Detection of rate abuse in this stack is possible through middleware instrumentation and DynamoDB CloudWatch metrics (e.g., ConsumedReadCapacityUnits, ConsumedWriteCapacityUnits, and ThrottledRequests). middleBrick scans for Rate Limiting findings and maps them to OWASP API Top 10 and PCI-DSS controls, highlighting whether endpoints lack identifiers like API keys or lack token-bucket/leaky-bucket enforcement.
Dynamodb-Specific Remediation in Sinatra — concrete code fixes
Remediation focuses on enforcing per-client or global limits before requests reach DynamoDB, and designing DynamoDB interactions to be resilient and cost-aware.
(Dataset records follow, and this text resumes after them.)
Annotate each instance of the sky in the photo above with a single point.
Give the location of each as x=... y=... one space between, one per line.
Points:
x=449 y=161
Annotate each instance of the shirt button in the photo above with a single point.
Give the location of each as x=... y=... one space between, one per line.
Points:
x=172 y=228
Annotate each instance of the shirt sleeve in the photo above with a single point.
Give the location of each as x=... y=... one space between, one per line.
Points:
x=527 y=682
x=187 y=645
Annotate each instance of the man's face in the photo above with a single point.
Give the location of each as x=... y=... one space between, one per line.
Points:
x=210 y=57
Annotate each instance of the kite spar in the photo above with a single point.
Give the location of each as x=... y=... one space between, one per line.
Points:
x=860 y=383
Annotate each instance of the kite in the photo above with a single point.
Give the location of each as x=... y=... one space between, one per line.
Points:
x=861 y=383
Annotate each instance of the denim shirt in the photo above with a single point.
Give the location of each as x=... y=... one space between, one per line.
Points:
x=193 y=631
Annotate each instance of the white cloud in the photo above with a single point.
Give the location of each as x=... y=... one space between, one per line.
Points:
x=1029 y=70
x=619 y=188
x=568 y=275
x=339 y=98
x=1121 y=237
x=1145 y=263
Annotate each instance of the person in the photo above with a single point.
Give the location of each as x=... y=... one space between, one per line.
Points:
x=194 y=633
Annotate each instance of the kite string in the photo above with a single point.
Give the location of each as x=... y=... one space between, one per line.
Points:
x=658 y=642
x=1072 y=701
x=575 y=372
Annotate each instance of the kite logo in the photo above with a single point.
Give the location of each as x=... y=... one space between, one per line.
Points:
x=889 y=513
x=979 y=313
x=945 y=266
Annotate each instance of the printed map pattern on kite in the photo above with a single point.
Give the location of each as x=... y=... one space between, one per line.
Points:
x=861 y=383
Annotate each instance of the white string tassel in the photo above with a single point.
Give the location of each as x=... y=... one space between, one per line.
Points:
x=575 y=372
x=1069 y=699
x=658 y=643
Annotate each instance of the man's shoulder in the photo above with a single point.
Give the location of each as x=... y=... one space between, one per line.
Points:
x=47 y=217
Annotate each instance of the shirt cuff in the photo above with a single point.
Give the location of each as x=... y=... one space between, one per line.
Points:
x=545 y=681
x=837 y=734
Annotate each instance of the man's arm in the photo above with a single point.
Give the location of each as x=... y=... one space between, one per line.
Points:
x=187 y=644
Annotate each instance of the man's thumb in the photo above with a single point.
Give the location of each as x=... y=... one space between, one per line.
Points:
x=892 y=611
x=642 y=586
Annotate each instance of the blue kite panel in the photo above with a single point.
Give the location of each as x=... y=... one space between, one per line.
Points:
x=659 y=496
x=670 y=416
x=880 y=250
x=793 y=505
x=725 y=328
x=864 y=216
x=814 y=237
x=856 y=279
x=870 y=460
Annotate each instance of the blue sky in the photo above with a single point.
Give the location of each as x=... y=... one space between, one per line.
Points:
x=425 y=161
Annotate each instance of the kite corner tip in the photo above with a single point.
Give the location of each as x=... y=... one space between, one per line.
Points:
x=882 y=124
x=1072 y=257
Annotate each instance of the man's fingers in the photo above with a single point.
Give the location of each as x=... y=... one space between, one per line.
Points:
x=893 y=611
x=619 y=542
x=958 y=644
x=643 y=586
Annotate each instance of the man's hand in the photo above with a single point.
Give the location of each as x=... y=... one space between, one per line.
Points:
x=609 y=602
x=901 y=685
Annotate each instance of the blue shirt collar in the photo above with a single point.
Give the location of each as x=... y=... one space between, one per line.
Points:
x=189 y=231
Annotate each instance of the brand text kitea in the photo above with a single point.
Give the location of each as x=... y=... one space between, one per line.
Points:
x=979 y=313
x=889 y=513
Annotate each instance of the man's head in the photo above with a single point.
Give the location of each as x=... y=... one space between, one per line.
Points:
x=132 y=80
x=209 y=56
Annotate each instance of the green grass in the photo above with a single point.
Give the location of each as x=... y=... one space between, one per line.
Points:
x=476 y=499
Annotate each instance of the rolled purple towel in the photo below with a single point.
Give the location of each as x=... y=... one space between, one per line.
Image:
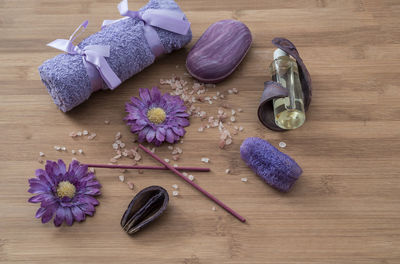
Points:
x=274 y=167
x=65 y=75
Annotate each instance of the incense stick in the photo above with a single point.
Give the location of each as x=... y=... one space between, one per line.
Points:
x=110 y=166
x=210 y=196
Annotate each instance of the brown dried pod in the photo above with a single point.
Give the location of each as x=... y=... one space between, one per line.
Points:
x=144 y=208
x=273 y=90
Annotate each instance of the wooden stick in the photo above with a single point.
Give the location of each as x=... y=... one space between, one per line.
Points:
x=137 y=167
x=210 y=196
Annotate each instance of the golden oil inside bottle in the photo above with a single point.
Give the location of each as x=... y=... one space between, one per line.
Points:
x=289 y=111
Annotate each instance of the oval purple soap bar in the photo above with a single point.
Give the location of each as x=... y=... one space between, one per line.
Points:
x=274 y=167
x=219 y=51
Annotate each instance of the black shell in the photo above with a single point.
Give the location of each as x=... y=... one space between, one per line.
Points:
x=144 y=208
x=274 y=90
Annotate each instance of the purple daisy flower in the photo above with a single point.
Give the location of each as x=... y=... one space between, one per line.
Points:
x=66 y=194
x=157 y=118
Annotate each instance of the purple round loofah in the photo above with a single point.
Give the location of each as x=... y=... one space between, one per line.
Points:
x=274 y=167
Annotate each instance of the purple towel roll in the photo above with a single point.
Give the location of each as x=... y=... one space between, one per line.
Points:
x=65 y=75
x=274 y=167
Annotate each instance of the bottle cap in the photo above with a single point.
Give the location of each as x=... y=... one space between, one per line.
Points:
x=279 y=53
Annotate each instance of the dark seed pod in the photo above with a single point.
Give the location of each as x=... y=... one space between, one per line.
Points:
x=144 y=208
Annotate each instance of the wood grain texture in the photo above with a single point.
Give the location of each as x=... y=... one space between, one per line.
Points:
x=344 y=209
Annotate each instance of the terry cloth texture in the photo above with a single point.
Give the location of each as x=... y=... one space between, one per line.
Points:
x=274 y=167
x=65 y=75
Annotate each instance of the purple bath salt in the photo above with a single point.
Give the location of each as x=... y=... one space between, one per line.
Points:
x=66 y=77
x=274 y=167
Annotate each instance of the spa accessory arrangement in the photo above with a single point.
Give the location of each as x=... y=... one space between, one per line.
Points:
x=124 y=47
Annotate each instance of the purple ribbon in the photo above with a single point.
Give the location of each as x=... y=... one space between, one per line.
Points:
x=170 y=20
x=93 y=58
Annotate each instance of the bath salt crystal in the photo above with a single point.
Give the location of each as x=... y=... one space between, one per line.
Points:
x=205 y=160
x=130 y=185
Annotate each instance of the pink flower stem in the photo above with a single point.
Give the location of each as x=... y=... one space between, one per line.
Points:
x=109 y=166
x=210 y=196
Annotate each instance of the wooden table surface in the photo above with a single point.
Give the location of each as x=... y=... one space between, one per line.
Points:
x=345 y=208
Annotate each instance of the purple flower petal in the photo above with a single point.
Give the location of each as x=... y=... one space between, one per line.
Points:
x=170 y=136
x=150 y=135
x=45 y=186
x=160 y=134
x=170 y=130
x=68 y=216
x=179 y=131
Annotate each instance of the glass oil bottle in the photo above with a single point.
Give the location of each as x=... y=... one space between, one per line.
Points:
x=289 y=111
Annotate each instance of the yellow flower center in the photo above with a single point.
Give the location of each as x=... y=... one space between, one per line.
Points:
x=65 y=188
x=156 y=115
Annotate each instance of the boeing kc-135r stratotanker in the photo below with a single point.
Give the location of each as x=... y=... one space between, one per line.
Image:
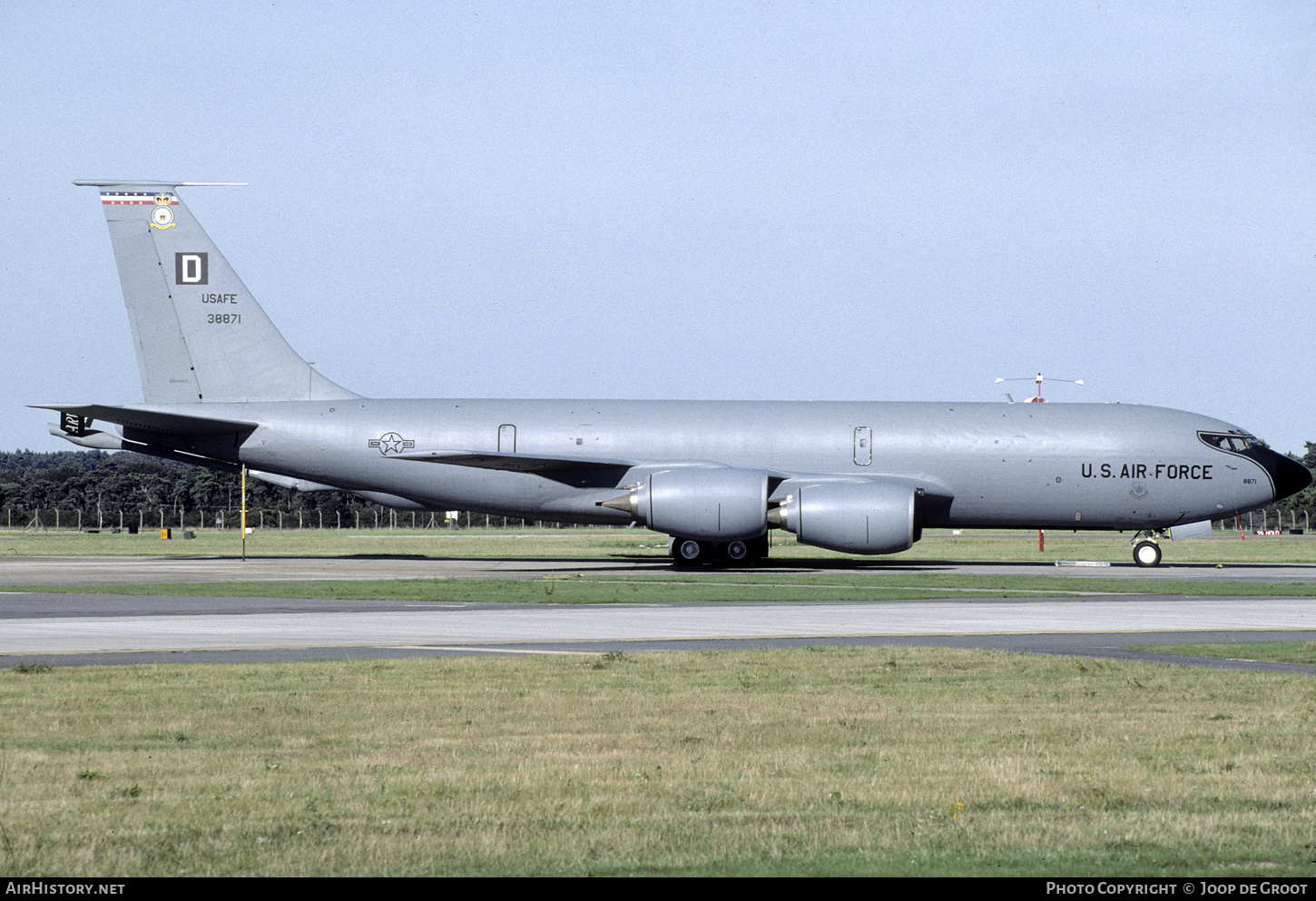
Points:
x=222 y=388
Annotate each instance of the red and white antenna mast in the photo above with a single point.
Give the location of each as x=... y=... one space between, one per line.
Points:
x=1038 y=379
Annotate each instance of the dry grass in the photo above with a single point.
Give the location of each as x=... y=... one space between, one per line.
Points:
x=743 y=762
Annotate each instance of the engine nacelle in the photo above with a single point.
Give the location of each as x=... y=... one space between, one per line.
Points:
x=710 y=503
x=856 y=517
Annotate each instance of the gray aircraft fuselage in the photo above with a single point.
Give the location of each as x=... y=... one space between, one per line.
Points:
x=1038 y=465
x=222 y=388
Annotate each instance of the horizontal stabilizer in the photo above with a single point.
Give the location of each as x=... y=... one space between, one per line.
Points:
x=169 y=424
x=512 y=462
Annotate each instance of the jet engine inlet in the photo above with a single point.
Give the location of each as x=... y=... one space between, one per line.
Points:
x=715 y=503
x=854 y=517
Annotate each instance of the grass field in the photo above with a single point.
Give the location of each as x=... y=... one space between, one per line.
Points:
x=799 y=762
x=784 y=762
x=936 y=544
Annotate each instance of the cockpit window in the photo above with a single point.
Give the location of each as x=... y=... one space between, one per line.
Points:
x=1231 y=442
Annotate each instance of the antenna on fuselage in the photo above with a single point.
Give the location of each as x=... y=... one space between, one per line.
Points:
x=1038 y=379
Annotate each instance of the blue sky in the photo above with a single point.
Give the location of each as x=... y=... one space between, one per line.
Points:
x=745 y=201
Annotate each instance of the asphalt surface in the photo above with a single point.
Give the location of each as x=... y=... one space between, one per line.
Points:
x=85 y=629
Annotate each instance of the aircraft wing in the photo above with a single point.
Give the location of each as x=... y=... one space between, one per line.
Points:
x=76 y=417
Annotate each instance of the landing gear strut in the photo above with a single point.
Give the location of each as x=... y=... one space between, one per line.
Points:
x=1146 y=552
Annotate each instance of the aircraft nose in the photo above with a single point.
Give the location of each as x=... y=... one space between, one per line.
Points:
x=1289 y=475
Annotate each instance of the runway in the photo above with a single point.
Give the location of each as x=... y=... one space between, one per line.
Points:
x=95 y=629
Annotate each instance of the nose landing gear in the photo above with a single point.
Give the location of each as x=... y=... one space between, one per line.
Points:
x=1146 y=552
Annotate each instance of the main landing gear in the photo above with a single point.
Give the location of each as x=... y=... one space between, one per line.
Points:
x=1146 y=552
x=687 y=553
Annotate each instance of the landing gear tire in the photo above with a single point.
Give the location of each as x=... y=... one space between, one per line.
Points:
x=689 y=553
x=1146 y=554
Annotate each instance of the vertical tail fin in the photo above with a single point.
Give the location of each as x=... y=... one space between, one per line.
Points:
x=201 y=336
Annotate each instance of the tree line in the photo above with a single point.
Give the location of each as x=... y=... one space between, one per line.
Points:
x=96 y=489
x=100 y=489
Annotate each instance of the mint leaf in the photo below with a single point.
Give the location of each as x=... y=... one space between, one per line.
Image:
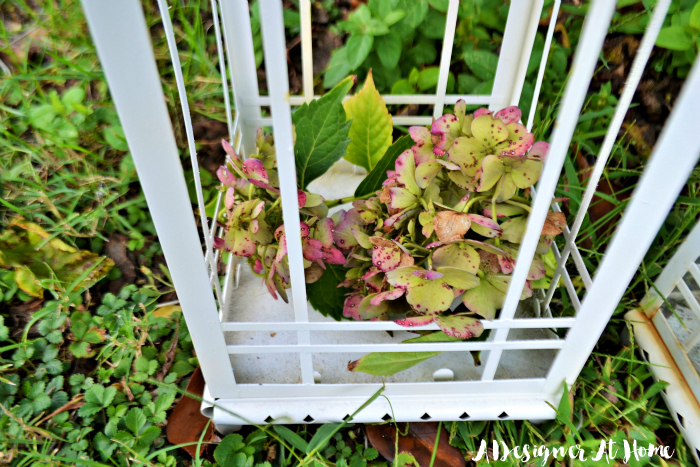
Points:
x=373 y=181
x=324 y=294
x=322 y=133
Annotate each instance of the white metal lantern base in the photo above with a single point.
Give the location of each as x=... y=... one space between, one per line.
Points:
x=267 y=362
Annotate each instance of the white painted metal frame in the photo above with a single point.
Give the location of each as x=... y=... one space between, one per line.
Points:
x=121 y=36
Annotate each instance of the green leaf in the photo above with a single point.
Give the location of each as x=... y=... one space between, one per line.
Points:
x=358 y=48
x=135 y=420
x=324 y=294
x=371 y=129
x=390 y=363
x=373 y=181
x=674 y=38
x=695 y=17
x=27 y=282
x=428 y=78
x=416 y=10
x=338 y=68
x=321 y=437
x=388 y=48
x=322 y=134
x=225 y=452
x=483 y=64
x=292 y=438
x=114 y=136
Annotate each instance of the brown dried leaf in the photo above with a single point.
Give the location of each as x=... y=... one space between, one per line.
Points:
x=186 y=422
x=554 y=224
x=450 y=225
x=419 y=442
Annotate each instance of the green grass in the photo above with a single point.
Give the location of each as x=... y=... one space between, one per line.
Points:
x=64 y=166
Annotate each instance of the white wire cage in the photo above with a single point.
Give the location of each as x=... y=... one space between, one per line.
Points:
x=667 y=329
x=267 y=362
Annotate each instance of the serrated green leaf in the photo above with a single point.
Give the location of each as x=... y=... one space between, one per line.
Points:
x=694 y=21
x=674 y=38
x=27 y=281
x=373 y=181
x=371 y=129
x=483 y=64
x=358 y=48
x=325 y=295
x=322 y=436
x=390 y=363
x=321 y=134
x=135 y=420
x=388 y=48
x=292 y=438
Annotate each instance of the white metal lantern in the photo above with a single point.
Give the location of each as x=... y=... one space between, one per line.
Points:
x=268 y=362
x=668 y=333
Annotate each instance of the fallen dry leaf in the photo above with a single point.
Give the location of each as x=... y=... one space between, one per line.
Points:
x=554 y=224
x=186 y=423
x=419 y=442
x=450 y=225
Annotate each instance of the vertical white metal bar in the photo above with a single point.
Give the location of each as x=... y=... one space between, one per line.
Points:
x=673 y=159
x=189 y=131
x=307 y=62
x=222 y=66
x=123 y=44
x=543 y=63
x=683 y=259
x=446 y=57
x=278 y=83
x=241 y=59
x=521 y=27
x=636 y=72
x=594 y=30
Use Sinatra middleware to track request counts and enforce ceilings, and structure DynamoDB calls to avoid hot partitions.
Example 1: Token-bucket rate limit with Redis and DynamoDB write
require 'sinatra'
require 'aws-sdk-dynamodb'
require 'redis'
redis = Redis.new(url: ENV['REDIS_URL'])
dynamodb = Aws::DynamoDB::Client.new(region: 'us-east-1')
before do
client_id = request.env['HTTP_X_CLIENT_ID']
unless client_id
halt 401, { error: 'missing_client_id' }.to_json
end
key = "rate_limit:#{client_id}"
current = redis.get(key).to_i
if current >= 100
halt 429, { error: 'rate_limit_exceeded' }.to_json
end
redis.multi do
redis.incr(key)
redis.expire(key, 60) if current == 0
end
end
post '/items' do
payload = JSON.parse(request.body.read)
dynamodb.put_item(
table_name: 'items',
item: {
id: { s: payload['id'] },
data: { s: payload['data'] },
created_at: { n: Time.now.to_i.to_s }
}
)
status 201
{ id: payload['id'] }.to_json
end
Example 2: Per-table reserved capacity planning with DynamoDB auto scaling
require 'aws-sdk-applicationautoscaling'
client = Aws::ApplicationAutoScaling::Client.new
# Register scalable target for write capacity on the items table
client.register_scalable_target({
service_namespace: 'dynamodb',
resource_id: 'table/items',
scalable_dimension: 'dynamodb:table:WriteCapacityUnits',
min_capacity: 5,
max_capacity: 1000
})
# Put scaling policy to limit write throughput during bursts
client.put_scaling_policy({
policy_name: 'items-write-policy',
service_namespace: 'dynamodb',
resource_id: 'table/items',
scalable_dimension: 'dynamodb:table:WriteCapacityUnits',
policy_type: 'TargetTrackingScaling',
target_tracking_scaling_policy_configuration: {
target_value: 70.0,
predefined_metric_specification: {
predefined_metric_type: 'DynamoDBWriteCapacityUtilization'
}
}
})
Best practices summary
- Instrument all write paths to monitor ConsumedWriteCapacityUnits and set alarms when nearing account limits.
- Use composite keys and sharding to distribute write load and avoid partition throttling that can be misread as rate abuse.
- Return 429 with a Retry-After header when limits are enforced to guide clients.
- middleBrick can validate that endpoints include rate-limiting controls and map findings to compliance frameworks.